A simple hygrometer (available for under $15) tells you where you stand. In humid climates or seasons, a dehumidifier or air conditioner keeps levels in range. In dry winter months, a humidifier helps, but set it below 60 percent and clean it regularly to avoid growing mold in the unit itself. Fixing leaks promptly, using exhaust fans while showering, and not drying laundry indoors all help keep moisture under control.

Skip the Houseplants (for Air Quality)

The idea that houseplants clean indoor air traces back to a NASA study conducted in sealed laboratory chambers. A comprehensive review by researchers at Drexel University found that the results don’t translate to real homes. The natural air exchange in a building, even with windows closed, dilutes VOCs orders of magnitude faster than plants can absorb them. By their calculations, you would need between 100 and 1,000 plants per square meter of floor space to match the cleaning capacity of a couple of open windows. Plants are great for other reasons, but air purification isn’t realistically one of them.

Monitor Your Air to Know What’s Working

An indoor air quality monitor that tracks particulate matter (PM2.5) and carbon dioxide (CO2) gives you real feedback on whether your efforts are working. CO2 levels rise when a room is poorly ventilated with people in it, so a climbing CO2 reading is a straightforward signal to open a window or turn on ventilation. A spike in particulate matter while cooking tells you your range hood isn’t doing enough or that you need to open a window.

There are currently no widely accepted indoor thresholds for most pollutants, and the alert levels on consumer monitors are set by each manufacturer rather than standardized. But the World Health Organization’s 2021 guidelines recommend annual average PM2.5 exposure below 5 micrograms per cubic meter, down from 10 in the previous guidelines. Most populated areas worldwide don’t meet even the older standard. Using a monitor to keep your indoor PM2.5 consistently below outdoor levels is a practical, achievable goal.

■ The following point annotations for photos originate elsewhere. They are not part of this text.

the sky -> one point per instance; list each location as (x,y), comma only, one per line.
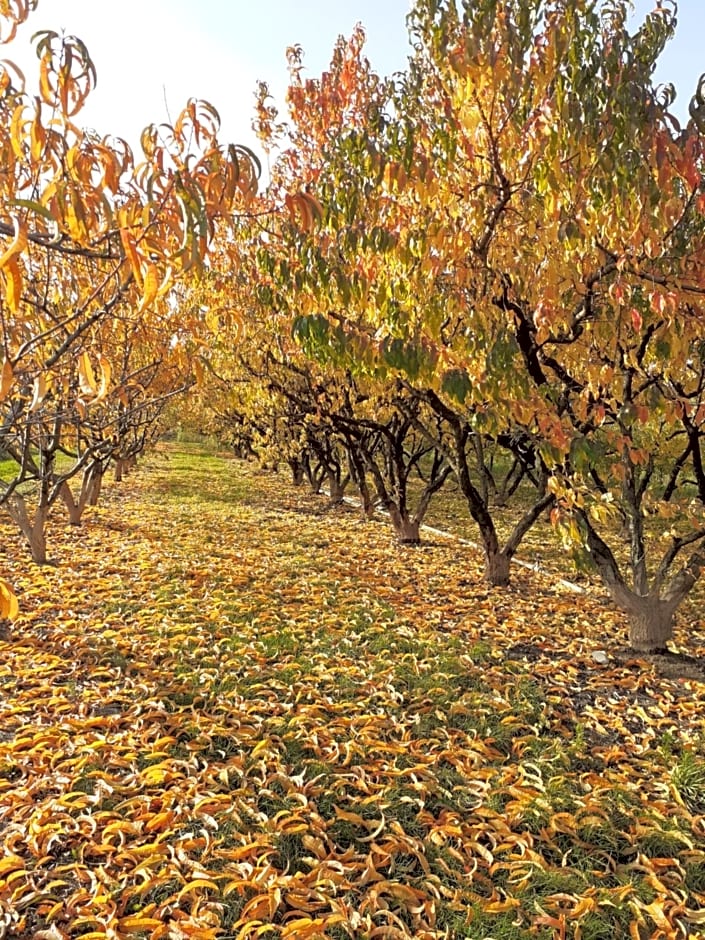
(152,55)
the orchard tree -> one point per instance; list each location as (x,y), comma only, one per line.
(92,242)
(515,228)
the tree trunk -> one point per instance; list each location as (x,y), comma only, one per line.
(74,508)
(336,488)
(96,486)
(297,471)
(32,529)
(497,568)
(407,530)
(650,624)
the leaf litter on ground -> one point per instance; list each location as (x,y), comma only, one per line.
(228,713)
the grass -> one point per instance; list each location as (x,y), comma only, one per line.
(227,709)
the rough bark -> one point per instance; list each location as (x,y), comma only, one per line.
(33,529)
(651,622)
(497,564)
(407,530)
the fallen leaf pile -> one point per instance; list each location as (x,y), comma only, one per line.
(229,712)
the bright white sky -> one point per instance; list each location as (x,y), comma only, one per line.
(152,55)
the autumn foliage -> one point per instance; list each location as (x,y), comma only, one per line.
(253,724)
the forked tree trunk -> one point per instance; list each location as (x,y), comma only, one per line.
(651,623)
(33,529)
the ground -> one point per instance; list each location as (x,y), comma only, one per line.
(229,711)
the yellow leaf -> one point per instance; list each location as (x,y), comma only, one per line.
(38,392)
(9,605)
(130,246)
(13,284)
(138,923)
(18,243)
(150,286)
(86,376)
(6,377)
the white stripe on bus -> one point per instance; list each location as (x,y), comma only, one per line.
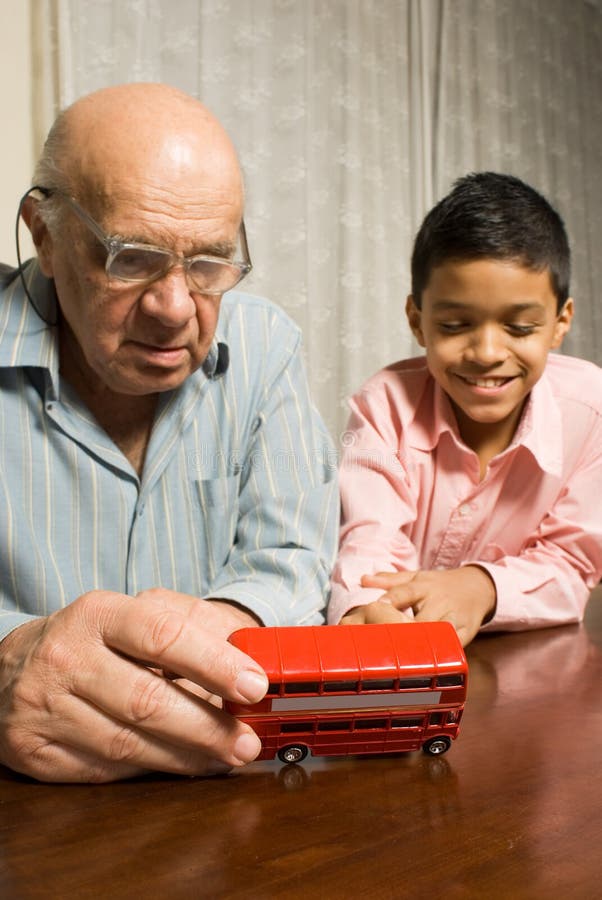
(395,701)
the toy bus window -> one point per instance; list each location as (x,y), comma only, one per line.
(301,687)
(380,724)
(334,725)
(340,686)
(413,683)
(379,685)
(449,681)
(288,727)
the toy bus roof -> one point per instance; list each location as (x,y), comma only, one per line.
(340,652)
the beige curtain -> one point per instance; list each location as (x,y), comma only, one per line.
(352,117)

During Wildfire Smoke or High Pollution Events

When outdoor air quality is hazardous, the strategy flips: instead of ventilating, you want to seal your home and filter aggressively. The EPA recommends creating at least one “clean room” in your home. Close all windows and doors, run a portable air cleaner or DIY box fan filter, and avoid activities that add particles indoors like frying food, burning candles, or vacuuming without a HEPA-equipped vacuum. If you have central HVAC, set the fan to run continuously with a MERV 13 or higher filter to keep circulating and cleaning indoor air even when the system isn’t actively heating or cooling.